Abstract

The present hypothesis was to identify the potential of sorafenib tosylate (ST) loaded liposomal dry powder inhaler (ST-LDPI) for targeting non-small cell lung cancer (NSCLC). ST-LDPI was obtained by spray drying the ST loaded liposomes, evaluated for physicochemical properties and in vitro lung deposition by Andersen Cascade Impactor (ACI). Optimized liposomal formulation showed the particle size, zeta potential, encapsulation efficiency and drug content of 111.15 ± 1.03 nm, −29.87 ± 0.56 mV, 93.13 ± 1.11% and 84.47 ± 1.28%, respectively. Furthermore, ST-LDPI exhibited low density and good flowability. FESEM confirmed the spherical nature of particles with mean size of 3.15 ± 0.51 μm. The DSC and FTIR spectra revealed complete encapsulation of ST. Further, the PXRD showed reduced crystallinity ST. In vitro deposition demonstrated the fine particle fraction of 83.7 ± 0.09%, recovery of 95.43 ± 0.03%, mean mass aerodynamic diameter 3.15 ± 0.2 µm, geometric standard deviation 1.78 ± 0.15 µm and 85 ± 0.1% dispersibility.
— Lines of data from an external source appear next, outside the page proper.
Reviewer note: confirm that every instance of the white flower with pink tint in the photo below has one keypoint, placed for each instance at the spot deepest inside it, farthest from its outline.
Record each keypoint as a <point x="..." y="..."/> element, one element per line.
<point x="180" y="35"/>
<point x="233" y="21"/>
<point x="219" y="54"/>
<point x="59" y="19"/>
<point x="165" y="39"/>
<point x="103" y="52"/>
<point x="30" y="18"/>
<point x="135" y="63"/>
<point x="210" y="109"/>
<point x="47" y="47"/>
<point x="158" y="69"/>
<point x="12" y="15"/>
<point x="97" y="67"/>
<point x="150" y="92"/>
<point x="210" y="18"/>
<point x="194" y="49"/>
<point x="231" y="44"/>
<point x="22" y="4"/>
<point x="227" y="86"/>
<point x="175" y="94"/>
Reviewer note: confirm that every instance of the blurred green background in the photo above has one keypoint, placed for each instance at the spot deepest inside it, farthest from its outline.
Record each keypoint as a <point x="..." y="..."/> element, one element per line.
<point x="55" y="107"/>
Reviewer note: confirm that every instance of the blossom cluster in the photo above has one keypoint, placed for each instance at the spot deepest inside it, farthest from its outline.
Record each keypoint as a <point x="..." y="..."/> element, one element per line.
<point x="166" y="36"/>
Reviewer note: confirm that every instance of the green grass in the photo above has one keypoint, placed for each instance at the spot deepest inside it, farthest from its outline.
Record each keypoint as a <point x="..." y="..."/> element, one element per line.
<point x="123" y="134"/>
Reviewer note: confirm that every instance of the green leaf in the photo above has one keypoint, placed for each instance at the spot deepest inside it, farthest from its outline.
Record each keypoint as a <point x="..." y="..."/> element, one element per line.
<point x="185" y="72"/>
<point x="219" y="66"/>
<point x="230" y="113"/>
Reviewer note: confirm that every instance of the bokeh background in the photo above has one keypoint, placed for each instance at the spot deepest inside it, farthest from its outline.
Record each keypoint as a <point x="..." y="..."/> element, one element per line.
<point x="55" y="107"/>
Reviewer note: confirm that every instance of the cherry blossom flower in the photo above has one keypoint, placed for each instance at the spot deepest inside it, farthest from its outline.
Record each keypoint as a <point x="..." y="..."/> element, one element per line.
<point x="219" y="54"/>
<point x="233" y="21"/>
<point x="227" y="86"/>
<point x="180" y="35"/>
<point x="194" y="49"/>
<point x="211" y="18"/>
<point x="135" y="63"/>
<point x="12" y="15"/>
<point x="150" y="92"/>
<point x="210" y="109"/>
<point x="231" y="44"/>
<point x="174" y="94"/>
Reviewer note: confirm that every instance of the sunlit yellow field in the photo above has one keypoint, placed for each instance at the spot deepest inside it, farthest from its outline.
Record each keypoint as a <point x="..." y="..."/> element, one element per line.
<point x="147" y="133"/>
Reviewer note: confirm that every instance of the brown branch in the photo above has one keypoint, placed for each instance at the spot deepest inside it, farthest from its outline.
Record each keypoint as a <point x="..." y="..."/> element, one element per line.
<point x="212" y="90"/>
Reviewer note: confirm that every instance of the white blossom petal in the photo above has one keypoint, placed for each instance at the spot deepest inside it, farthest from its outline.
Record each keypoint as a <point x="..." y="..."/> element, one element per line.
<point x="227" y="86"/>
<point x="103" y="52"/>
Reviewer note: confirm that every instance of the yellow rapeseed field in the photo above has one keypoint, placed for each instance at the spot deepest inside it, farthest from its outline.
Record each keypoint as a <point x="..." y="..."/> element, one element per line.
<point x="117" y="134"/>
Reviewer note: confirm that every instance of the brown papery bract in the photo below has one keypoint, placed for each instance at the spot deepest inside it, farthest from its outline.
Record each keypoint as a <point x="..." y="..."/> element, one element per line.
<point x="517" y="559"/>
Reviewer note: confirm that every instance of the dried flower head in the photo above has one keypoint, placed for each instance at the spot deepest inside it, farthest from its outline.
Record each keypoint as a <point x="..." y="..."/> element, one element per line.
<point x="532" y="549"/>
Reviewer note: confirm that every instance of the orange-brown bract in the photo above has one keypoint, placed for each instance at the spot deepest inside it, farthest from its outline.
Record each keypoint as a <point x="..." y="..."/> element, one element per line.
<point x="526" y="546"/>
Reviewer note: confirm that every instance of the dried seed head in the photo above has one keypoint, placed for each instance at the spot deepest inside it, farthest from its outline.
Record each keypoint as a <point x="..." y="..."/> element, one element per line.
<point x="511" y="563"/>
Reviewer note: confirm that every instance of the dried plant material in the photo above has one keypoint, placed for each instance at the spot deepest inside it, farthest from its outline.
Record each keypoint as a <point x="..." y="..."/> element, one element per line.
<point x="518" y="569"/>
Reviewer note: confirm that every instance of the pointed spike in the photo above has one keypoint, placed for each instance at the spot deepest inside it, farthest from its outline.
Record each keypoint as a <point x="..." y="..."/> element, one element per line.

The In vitro drug release revealed biphasic release pattern, burst release in the first 6 h followed by sustained release up to 72 h. Hence this novel approach could be a targeted delivery of ST to the NSCLC treatment.

摘要

目前的假设是确定装载甲苯磺酸索拉非尼 (ST) 的脂质体干粉吸入器 (ST-LDPI) 用于靶向非小细胞肺癌 (NSCLC) 的潜力。ST-LDPI 是通过喷雾干燥装载 ST 的脂质体获得的，通过 Andersen Cascade Impactor (ACI)评估理化性质和体外肺沉积。优化后的脂质体配方的粒径、zeta 电位、包封率和药物含量分别为 111.15 ± 1.03 nm、-29.87 ± 0.56 mV、93.13 ± 1.11% 和 84.47 ± 1.28%。此外，ST-LDPI 表现出低密度和良好的流动性。FESEM 证实了平均尺寸为 3.15 ± 0.51 μm 的颗粒的球形性质。DSC 和 FTIR 光谱显示 ST 完全包封。此外，PXRD 显示出降低的结晶度 ST。体外沉积表明细颗粒分数为 83.7 ± 0.09%，回收率为 95.43 ± 0.03%，平均质量空气动力学直径为 3.15 ± 0.2 µm，几何标准偏差为 1.78 ± 0.15 µm，分散性为 85 ± 0.1%。的体外药物释放前6小时，然后持续释放达72小时显示双相释放模式，突发释放。因此，这种新方法可能是将 ST 靶向递送至 NSCLC 治疗。